The first is the CDU Convention on 16 January that will select the new party leader. All three candidates are not only seen as unanimously weak, but also represent three starkly different, even opposing, visions of German conservatism. But Merkelian Armin Laschet, anti-Merkelian Friedrich Merz and outsider Norbert Roettgen do all share one thing: a seeming inability to fill the void left by a chancellor who still manages to easily get at least a third of German votes. This horror vacui is what continues to feed the idea that, right at the end, the Bavarian Soeder might carry the day. Yet, the notion of allowing the leader to come from the CSU could create an unprecedented crisis in Adenauer's party.

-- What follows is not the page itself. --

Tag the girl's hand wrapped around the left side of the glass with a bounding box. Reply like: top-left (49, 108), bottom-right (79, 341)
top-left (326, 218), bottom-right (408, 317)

Plus, if Friedrich Merz ends up on top, even the seemingly certain CDU/CSU coalition could become problematic because he is the most hostile to the "social democratisation" of the CDU under Merkel and he will definitely push the party to the right - to a harsher and less pro-European position.
In such cases, the experts seem to think an alliance between the Greens, SPD and Linke is more likely, provided the radical left can overcome some of its more anachronistic traits. Alternatively, a coalition could be found among the Greens, SPD and the FDP liberals. In both cases, as the polls suggest the environmentalists will do well, we might see the first chancellor from the "Gruenen" party. The fight for the leadership of this party between co-bosses Robert Habeck and Annalena Baerbock has already begun, as a recent interview showed. In truth, two interviews. In the first, Baerbock broke a series of foreign policy taboos, shifting the Greens to more interventionist positions. In the second, Baerbock answered the critical question about whether she saw herself as fit to be chancellor with a straightforward "yes". Undoubtedly, a chancellor from the party that is not only most in touch with the issues of the future, but also more pro-European and with a great propensity for solidarity, would be excellent news for the EU. Well, excellent news for people who believe in the need for greater future integration. After all, a German government led by the Greens could well dredge a far deeper trench with the East. And with those Frugal nations, the guardians of a 'stricter' Europe.